Especial 130 anos da abolição: A luta esquecida dos negros pelo fim da escravidão no Brasil

Quanto ao grupo gaúcho Partenon Literário, sua bandeira ia além das letras.

"O Partenon não foi uma sociedade meramente literária, mas de ordem cultural e com viés político.
A maioria dos partenonistas tinha dois ideais. Eles defendiam sobretudo a República, sendo
contrários à Monarquia vigente, e eram abolicionistas", explicou Maria Eunice Moreira, professora
da Faculdade de Letras da PUCRS à BBC News Brasil.
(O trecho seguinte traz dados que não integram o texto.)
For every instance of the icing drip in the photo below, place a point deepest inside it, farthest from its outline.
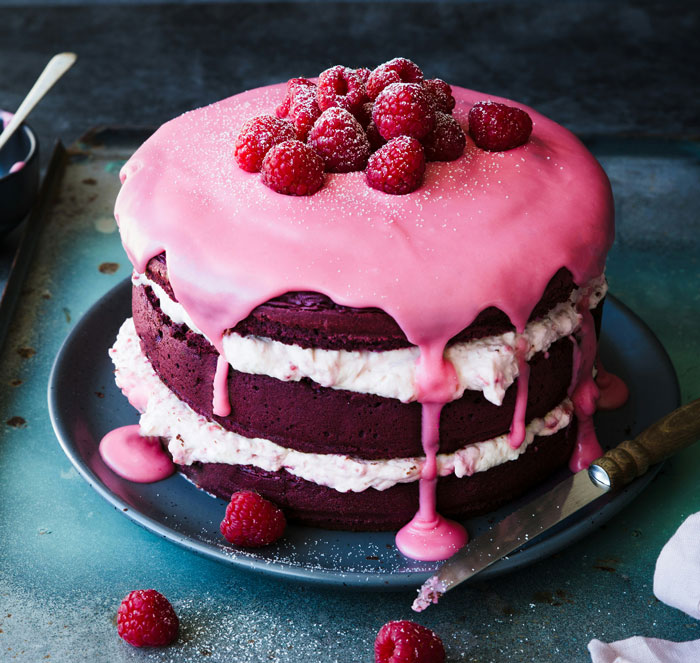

Juntamente com os pesquisadores Alice Campos Moreira e Mauro Nicola Póvoas, a professora
escreveu um estudo que servirá de apresentação a todo o acervo digitalizado da "Revista Mensal
da Sociedade Partenon Literário". A revista, publicada entre 1869 e 1879, poderá ser acessada pela
internet a partir de outubro (o site ainda não divulgado). No periódico também eram publicados
textos contra a escravidão, como o registro de Caldre Fião sobre o teatro apresentado no São
Pedro.
ACERVO DO MUSEU DE PORTO ALEGRE JOAQUIM FELIZARDO

Ex-escravos que trabalhavam como vendedores ambulantes em Porto Alegre, no final do século 19
Atualmente, quem deseja pesquisar todas as 71 edições precisa alternar visitas a diferentes
acervos, entre eles o da coleção especial da biblioteca da PUCRS, onde esteve a reportagem.

As revistas eram diminutas para o padrão atual, com menos de vinte centímetros de largura e
altura, com somente a capa em papel colorido e raras ilustrações, como nos casos de textos sobre
figuras históricas.

'Ultraje'
A peça teatral de 1869 foi considerada um ultraje por quem defendia a escravidão. Vale lembrar
que, no Brasil, a abolição ocorreu 19 anos depois do espetáculo, em 13 de maio de 1888. A Lei do
Ventre Livre, que daria liberdade às crianças, também foi posterior à montagem teatral, assinada
em 1871. A Lei dos Sexagenários, que libertou os escravos idosos, foi firmada em 1885.

Abolição da escravidão em 1888 foi votada pela elite evitando a reforma agrária, diz
historiador

No Rio Grande do Sul, a escravidão foi abolida em 1884, resultado da pressão de diversos grupos,
como o Centro Abolicionista e o Partenon Literário.

O livro que contém a ata original da sessão na Câmara de Vereadores da capital gaúcha que
acabou com a escravidão no Estado está preservado no Arquivo Histórico de Porto Alegre Moysés
Vellinho, da prefeitura.
ACERVO DO MUSEU DE PORTO ALEGRE JOAQUIM FELIZARDO

Ex-escravos fotografados em estúdio, no final do século 19, em Porto Alegre

Barreiras
Os integrantes do Partenon Literário não organizaram o espetáculo sem encontrar barreiras. Pelo
contrário. Se conseguiram libertar as 21 crianças em 19 de setembro foi por que foram impedidos
na data originalmente planejada - 7 de setembro, Dia da Independência do Brasil, declarada em
1822.

"Alguns senhores mal-intencionados especularam. Riu-se com estúpido desdém, e a situação


pressentiu um golpe certeiro que lhe dirigíamos. Daí os óbices, as dificuldades com que o Partenon
teve que lutar e que retardaram a festa da santa liberdade até o dia 19", relembrou Caldre Fião. A
passagem também está registrada no livro História da Academia Rio-Grandense de Letras (1901-
2016) e Parthenon Litterario (1868-1885) (Metamorfose, 2016), de José Carlos Laitano.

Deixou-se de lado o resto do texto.